Housing shortages in California’s major employment centers were confirmed by a recent study that found Los Angeles County and the San Francisco Bay area have the tightest housing markets.
While many contractors and realtors have long acknowledged the housing shortage, the study by the Public Policy Institute of California reports new homes were under-produced from 1993 until 1999. According to Timothy Coyle, senior vice president of governmental affairs for the California Building Industry Association, there was a lack of production in the early ’90s because of growth control and governmental restraints. After the housing market bottomed out in 1993, there was a severe slowdown in new home construction, he says.
The study, “In Short Supply? Cycles and Trends in California Housing,” calculates how many homes and apartments should have been built in California to keep up with the needs of the public, based on factors such as nationwide housing production, immigration levels, demographics and the state’s economy. Once the needed home construction was calculated, it was compared to the actual rate of housing construction. The study found that, through 1999, Los Angeles County experienced a 30 percent rate of underproduction, or a shortage of approximately 101,000 units. San Francisco had a 21 percent lack of construction, and San Diego had a 20 percent shortage. Other areas that experienced 5 percent to 15 percent shortages include Inland Empire, Ventura County, Orange County and the Sacramento area.
The research showed the housing shortfall is smaller than previous estimates and almost entirely confined to the three largest metro areas.

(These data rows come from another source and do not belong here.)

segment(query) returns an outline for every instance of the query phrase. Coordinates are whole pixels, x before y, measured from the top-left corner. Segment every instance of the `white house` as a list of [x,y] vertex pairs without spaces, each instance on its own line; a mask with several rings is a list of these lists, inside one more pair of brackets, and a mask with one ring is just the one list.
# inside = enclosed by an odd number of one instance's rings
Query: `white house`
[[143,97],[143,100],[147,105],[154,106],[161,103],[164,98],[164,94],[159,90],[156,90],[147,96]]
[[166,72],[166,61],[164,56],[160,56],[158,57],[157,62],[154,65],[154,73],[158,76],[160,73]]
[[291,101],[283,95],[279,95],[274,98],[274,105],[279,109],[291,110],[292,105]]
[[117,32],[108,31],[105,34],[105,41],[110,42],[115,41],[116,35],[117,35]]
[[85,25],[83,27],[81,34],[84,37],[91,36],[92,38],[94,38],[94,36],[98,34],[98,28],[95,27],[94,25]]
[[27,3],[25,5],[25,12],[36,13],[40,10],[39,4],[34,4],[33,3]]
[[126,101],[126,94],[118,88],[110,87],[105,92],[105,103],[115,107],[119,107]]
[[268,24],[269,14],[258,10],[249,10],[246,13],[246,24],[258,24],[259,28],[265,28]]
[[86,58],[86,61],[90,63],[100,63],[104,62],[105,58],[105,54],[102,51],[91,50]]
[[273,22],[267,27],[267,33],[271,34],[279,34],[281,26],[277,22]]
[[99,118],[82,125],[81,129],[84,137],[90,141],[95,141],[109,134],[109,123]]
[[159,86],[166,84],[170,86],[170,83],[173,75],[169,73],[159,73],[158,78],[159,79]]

“As all economists will tell you, high prices signal market shortages, and no state has higher housing prices than California,” Coyle says.
Hans Johnson, co-author of the PPIC report, said the housing situation in 2000 was probably better than in 1990.
“There are some serious regional concerns about housing supply and affordability in California,” Johnson said. “However, we do see evidence that the magnitude of the statewide crisis has been overstated.”